The Texas Senate Special Committee on Congressional Redistricting convened a regional virtual hearing on July 25, 2025, and adopted its committee rules by a 6–3 roll call vote. Chairman Phil King called the meeting to order and directed committee staff to manage public testimony for the South Texas and Central Texas regions.
The rules set the panel’s operating procedures for the special-session redistricting work and are identical to rules used by redistricting committees in 2021 and 2023, King said, and they were distributed to members in advance. “The committee rules are identical to what the redistricting committee passed in 2021 and again in 2023 with updated references and, and the name of this committee,” King said. The clerk’s subsequent roll call produced six ayes and three nays, and King announced, “there being 6 ayes and 3 nays, the rules are adopted.”
Why this matters: adopting rules at the outset sets how the committee will receive public input, how it may compel testimony, and the basic schedule for hearings and evidence. King emphasized the committee’s intent to collect public testimony through Zoom and through a public input portal on the committee website; he noted written submissions and attachments (including maps) will be posted for senators to review.
Most immediately the rules establish logistics for the four regional hearings the committee plans to run during the special session and set a two‑minute oral testimony limit for individual witnesses who registered to appear via video. King said more than 100 people had registered for the July 25 hearing and told viewers the committee would continue until all registered witnesses had an opportunity to speak. He also told witnesses that in‑person testimony will be available “if a bill is taken up or considered by this committee,” and that written comments may be submitted at any time through the committee’s public input portal.

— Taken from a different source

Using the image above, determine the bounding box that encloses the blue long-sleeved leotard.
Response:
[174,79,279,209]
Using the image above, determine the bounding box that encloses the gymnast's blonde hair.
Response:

Committee members who were present introduced themselves before public testimony. King and Vice Chair Brandon Creighton framed the process; some members — including Senator Carol Alvarado and Senator Boris Miles — publicly questioned the necessity of a mid‑decade redistricting effort and urged attention to urgent disaster recovery work in the Hill Country.
The committee’s initial formal action — adoption of the rules — was taken by record vote. No maps were presented during the regional hearing. King and staff repeated that the hearing was intended to gather public testimony and that any formal map consideration would take place later if the committee moved to consider a bill.
Ending: With rules adopted, the committee moved directly into public testimony. Senators emphasized that the livestream of the hearing would be archived and that the committee’s public input portal remained open for written submissions and mapped attachments.